No dia 23 de setembro, o Instituto Nacional de Estatística divulgou que o défice orçamental fixou-se em 5,3% do PIB no segundo trimestre do ano, e no primeiro semestre do ano, o défice orçamental fixou-se em 5,5% do PIB.
O Governo prevê um défice de 4,5% do PIB para o conjunto do ano, mas divulgará uma atualização da sua previsão no dia 11 de outubro, quando for apresentada a proposta de lei do Orçamento do Estado para 2022.
Haverá um "choque" devido aos preços na indústria
O professor da Universidade Católica antevê um "choque" no crescimento económico devido ao aumento dos preços das matérias-primas, energia e escassez de componentes, mas a recuperação da pandemia compensará.
"Eu acho que sim, que pode haver um choque do crescimento desses efeitos todos. O que eu acho é que esses choques serão minúsculos comparados com os choques dos confinamentos. Ou seja, nos dados que nós vamos observar, até vai ser difícil detetar esses choques, a nível agregado", disse à Lusa o economista.
João Borges de Assunção afirmou que "algumas indústrias que dependem de componentes não estão a conseguir produzir porque não recebem os componentes", e as "indústrias de importação estão a ter muitos custos com os fretes e há muitas importações que deixam de ser viáveis", o mesmo sucedendo com as exportações.
No entanto, estes choques conjugados dos aumentos "serão eclipsados pelos ressaltos enormes da economia decorrentes desta questão do 'confina - desconfina -confina - desconfina'".
Assim, a dinâmica de análise ainda influenciada pelos confinamentos "é que domina o crescimento observado em cada trimestre".
"Quando isto desaparecer, esses efeitos começam a tornar-se visíveis, portanto esses efeitos poderão, por exemplo, travar bastante o crescimento potencial da economia portuguesa", alertou.
O professor universitário estimou com "as cicatrizes da pandemia, e mais esses" efeitos, "podemos chegar ao fim da pandemia a crescer menos, em média, do que estávamos a crescer em 2017, 2018 e 2019".
"Não está ainda no radar das minhas principais preocupações em termos agregados, mas em termos setoriais sim, acho que é uma preocupação grande", referiu.
Falando acerca das previsões económicas do Governo, que serão atualizadas em 11 de outubro, aquando da apresentação do Orçamento do Estado, João Borges de Assunção admitiu a "grande dificuldade de neste momento fazer previsões".
"Nós, quando como temos apresentado as nossas previsões, temos internalizado uma certa probabilidade de confinamento", disse, referindo-se às previsões económicas do NECEP - Católica Lisbon Forecasting Lab.
"Explicitamente dizemos que estamos mais pessimistas que os outros porque estamos a integrar isso.
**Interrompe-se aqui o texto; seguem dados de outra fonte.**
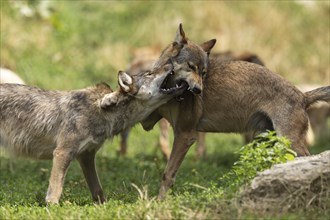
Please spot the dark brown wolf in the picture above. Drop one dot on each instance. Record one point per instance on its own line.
(143, 60)
(233, 96)
(64, 125)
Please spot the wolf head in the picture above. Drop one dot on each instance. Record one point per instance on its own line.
(189, 61)
(147, 87)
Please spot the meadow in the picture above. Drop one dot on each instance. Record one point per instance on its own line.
(82, 43)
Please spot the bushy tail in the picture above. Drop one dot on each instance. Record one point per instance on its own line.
(319, 94)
E isso inclui não apenas a economia portuguesa, mas inclui também, em particular, a economia europeia", sustentou ainda.
Para João Borges de Assunção, "o futuro é sempre muito incerto, mas neste momento é uma incerteza ainda mais elevada que decorre também das incertezas sobre a evolução da doença e das políticas usadas pelos governos".
"Se na Europa os principais países que nos orientam começarem a ter políticas restritivas, eu não vejo como é que o nosso Governo, mesmo que não queira, vá resistir a isso", exemplificou.
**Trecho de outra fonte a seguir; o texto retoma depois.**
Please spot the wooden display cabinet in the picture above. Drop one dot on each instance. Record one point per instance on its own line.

O economista admitiu que "é uma altura muito difícil" para fazer previsões.
"Não tenho vontade nenhuma de descredibilizar as previsões do Governo, parecem-me, de todo o lado, otimistas, parecem-me possíveis... [...] eu talvez fosse um bocadinho mais prudente", referiu.
O economista relevou que "normalmente", quando o Governo elabora o Orçamento do Estado, "já sabe mais ou menos o que aconteceu" durante o ano, algo que poderá ser mais difícil desta vez.
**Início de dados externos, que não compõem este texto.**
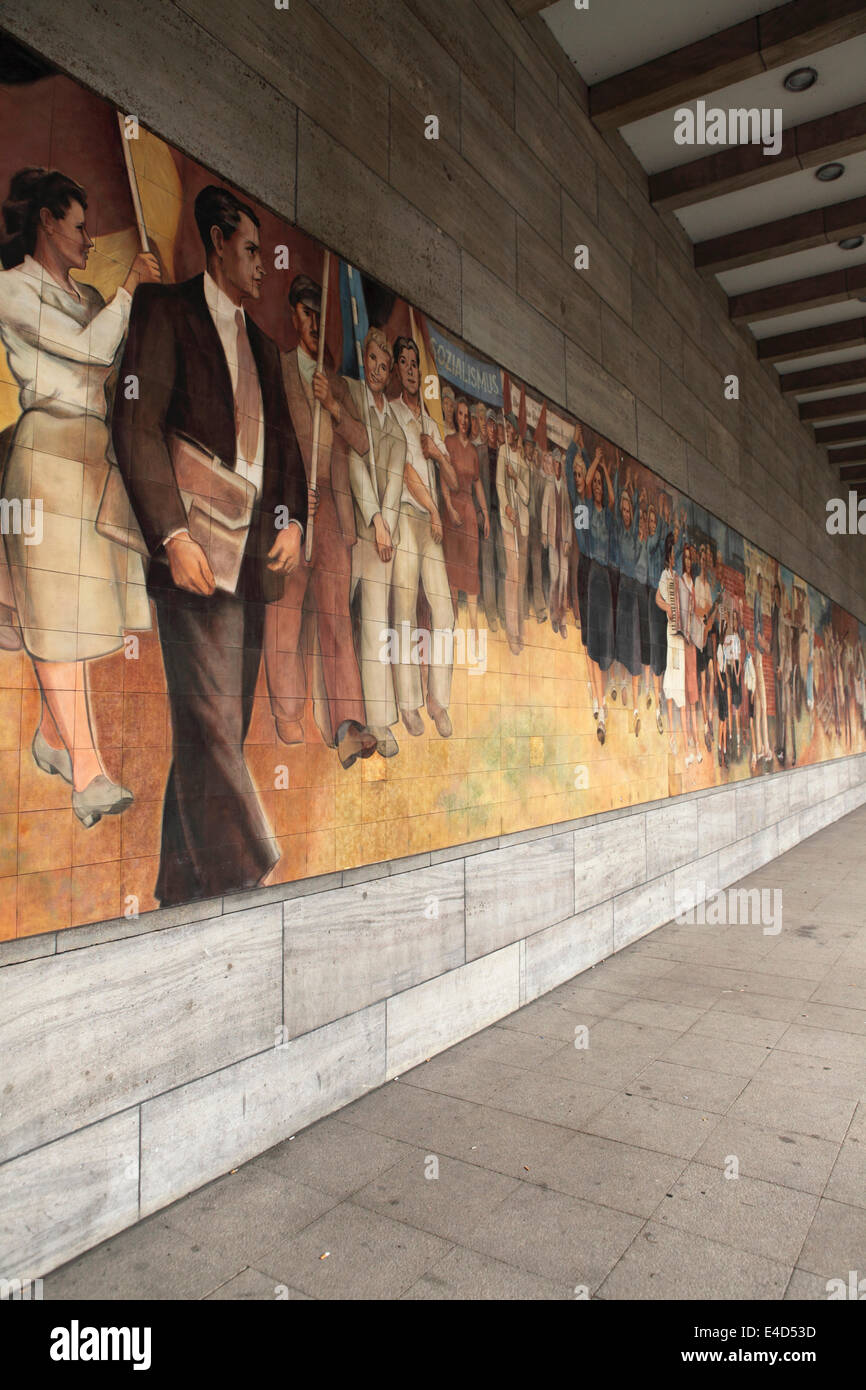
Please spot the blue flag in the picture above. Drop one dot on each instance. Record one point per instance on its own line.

O Governo vai rever em alta as perspetivas de crescimento económico para este ano e para o próximo, apontando que este fique acima dos 4,5% em 2021, disse o ministro das Finanças, João Leão, à Lusa, no dia 17 de setembro.
A Universidade Católica estima que o crescimento da economia portuguesa esteja entre os 2% (cenário pessimista) e os 5% (otimista), apontando para os 3,5% no cenário central.